И, подводя черту, сообщил, что Нина Михайловна может рассчитывать максимум на… Это было очень важно — назвать верную сумму. Очень важно. Я вовсе не хотел ее обманывать. Да практически и не смог бы, потому что уже сказал, что мой гонорар составляет известный процент от суммы сделки, а я всегда честно придерживаюсь договоренностей. Кроме того, объект был такого свойства, что срубить на нем хоть сколько-нибудь левых денег не представлялось возможным. Короче говоря, я был совершенно честен. Однако в нашем деле честность — это что-то вроде спирта.

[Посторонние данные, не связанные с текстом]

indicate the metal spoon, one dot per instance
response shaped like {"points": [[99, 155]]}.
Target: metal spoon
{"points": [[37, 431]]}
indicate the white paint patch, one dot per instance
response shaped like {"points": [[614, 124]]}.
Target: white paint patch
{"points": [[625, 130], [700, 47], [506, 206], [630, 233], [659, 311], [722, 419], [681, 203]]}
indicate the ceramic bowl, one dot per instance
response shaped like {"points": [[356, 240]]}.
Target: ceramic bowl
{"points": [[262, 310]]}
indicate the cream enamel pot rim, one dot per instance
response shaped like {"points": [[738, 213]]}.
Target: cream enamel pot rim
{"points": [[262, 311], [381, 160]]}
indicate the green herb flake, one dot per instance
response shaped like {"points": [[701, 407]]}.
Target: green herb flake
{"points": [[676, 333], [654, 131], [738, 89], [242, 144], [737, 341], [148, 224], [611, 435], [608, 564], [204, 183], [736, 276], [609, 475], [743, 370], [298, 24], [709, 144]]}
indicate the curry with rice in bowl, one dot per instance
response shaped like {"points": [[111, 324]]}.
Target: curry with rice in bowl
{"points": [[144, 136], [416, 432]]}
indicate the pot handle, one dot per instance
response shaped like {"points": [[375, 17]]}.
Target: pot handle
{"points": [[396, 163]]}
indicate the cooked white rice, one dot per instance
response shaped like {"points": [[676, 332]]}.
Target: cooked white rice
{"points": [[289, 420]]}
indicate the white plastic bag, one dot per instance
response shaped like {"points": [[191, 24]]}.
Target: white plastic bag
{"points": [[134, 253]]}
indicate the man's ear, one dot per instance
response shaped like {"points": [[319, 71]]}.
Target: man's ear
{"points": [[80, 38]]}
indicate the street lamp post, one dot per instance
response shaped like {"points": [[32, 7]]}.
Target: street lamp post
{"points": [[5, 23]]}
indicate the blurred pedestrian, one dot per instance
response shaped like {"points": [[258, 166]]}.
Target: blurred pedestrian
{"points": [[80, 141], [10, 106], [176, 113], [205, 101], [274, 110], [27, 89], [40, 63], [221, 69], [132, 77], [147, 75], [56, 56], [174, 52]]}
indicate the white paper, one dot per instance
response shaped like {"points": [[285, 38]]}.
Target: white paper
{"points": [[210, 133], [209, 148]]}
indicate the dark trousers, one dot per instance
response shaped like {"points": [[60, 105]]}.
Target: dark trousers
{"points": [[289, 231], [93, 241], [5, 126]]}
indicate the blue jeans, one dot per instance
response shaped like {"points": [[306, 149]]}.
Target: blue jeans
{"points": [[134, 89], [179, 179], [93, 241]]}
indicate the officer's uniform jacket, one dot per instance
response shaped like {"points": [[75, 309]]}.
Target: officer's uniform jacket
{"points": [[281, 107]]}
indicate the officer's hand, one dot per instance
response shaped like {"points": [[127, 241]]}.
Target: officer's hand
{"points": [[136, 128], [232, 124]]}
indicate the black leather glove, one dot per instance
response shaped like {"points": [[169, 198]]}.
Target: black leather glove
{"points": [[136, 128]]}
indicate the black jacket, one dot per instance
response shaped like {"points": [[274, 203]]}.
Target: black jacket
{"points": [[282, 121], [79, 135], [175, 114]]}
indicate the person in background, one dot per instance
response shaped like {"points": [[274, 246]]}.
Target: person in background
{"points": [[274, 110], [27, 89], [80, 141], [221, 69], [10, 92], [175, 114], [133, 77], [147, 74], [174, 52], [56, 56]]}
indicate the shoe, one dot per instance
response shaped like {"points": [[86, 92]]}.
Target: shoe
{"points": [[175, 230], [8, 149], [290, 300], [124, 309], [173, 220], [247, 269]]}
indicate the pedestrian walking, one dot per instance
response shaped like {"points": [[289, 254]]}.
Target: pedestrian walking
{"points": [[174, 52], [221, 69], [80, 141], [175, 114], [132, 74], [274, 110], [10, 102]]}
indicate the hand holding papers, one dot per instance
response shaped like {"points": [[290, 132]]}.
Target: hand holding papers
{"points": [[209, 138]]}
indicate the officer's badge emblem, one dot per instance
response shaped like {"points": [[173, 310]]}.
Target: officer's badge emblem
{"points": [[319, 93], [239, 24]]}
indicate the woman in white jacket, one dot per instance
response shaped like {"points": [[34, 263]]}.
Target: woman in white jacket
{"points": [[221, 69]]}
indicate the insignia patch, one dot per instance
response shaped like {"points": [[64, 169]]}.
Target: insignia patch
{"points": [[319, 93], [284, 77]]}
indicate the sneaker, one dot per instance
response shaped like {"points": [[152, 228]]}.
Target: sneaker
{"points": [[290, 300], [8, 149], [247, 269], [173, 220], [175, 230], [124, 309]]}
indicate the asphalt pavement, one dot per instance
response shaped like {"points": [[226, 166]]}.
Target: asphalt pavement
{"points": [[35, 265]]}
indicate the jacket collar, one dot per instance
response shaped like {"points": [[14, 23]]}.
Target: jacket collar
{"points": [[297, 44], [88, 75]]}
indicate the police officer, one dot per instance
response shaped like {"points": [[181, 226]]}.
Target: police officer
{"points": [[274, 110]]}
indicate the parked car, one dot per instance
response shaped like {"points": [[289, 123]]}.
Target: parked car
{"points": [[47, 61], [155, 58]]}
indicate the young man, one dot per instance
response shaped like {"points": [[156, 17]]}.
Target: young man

В том смысле, что спирт в обыденной жизни всегда содержит сколько-то воды. Даже неразведенный, он не бывает стопроцентным — только девяносто шесть. Из него можно выгнать воду с помощью специальных химических процессов. Но затем придется вечно хранить в запаянной посуде и любоваться: смотрите, вот стопроцентный спирт! А если на мгновение откупорить, он тут же схватит свои четыре процента воды непосредственно из воздуха. Ну хоть что ты с ним делай — обязательно схватит.
— Вы можете рассчитывать на двадцать две тысячи, — сказал я, закрывая блокнот. — Или немногим больше. Но точно не менее двадцати двух.
Она недоверчиво смотрела на меня, и вдруг я отметил, что ее накрашенные глазенки ненадолго приобрели совершенно человеческое выражение.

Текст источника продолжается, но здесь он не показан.